You can use the arrows to see what is recommended and not depending on vaccination status below.
So what does this mean for businesses and why are the guidelines laid out the way they are?
According to APH, businesses can fall under a few of the above categories, depending on what kind of business.
“The recommendation is if you are around people that you are not aware of their vaccination status and cannot safely/properly socially distance, the best precaution to always take is to wear a mask,” Matt Lara, the public information specialist for the City of Austin said.
Councilmember Mackenzie Kelly asked during Tuesday’s meeting if Stage 3 guidelines meant city employees would still need to wear masks at work.
“Taking that extra layer of protection of masking particularly in situations where there may be high risk individuals involved in the group settings, in workplaces, I think all of those things makes sense going forward,” Walkes said.
KXAN also asked APH why a mask is still recommended at indoor private events and not for events like shopping and dining is that you are around people for an extended period of time.
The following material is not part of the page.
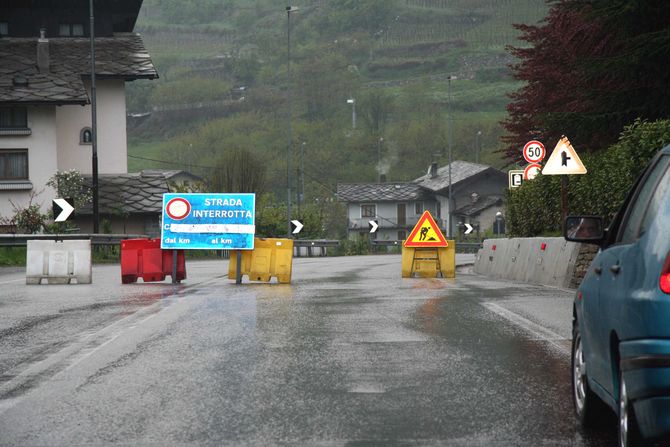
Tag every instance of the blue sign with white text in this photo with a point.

“At that event, you will be around those individuals for an extended period of time, indoors, and most likely not social distancing the entire time as you talk and interact with other people – all factors that increase the chances of contracting COVID,” he said.
Dr. Walkes said even though we’ve hit Stage 3, she still encourages people to use best practices to prevent COVID-19.
“I would urge our community to continue those practices that have kept us safe and helped us get through this last surge,” she said.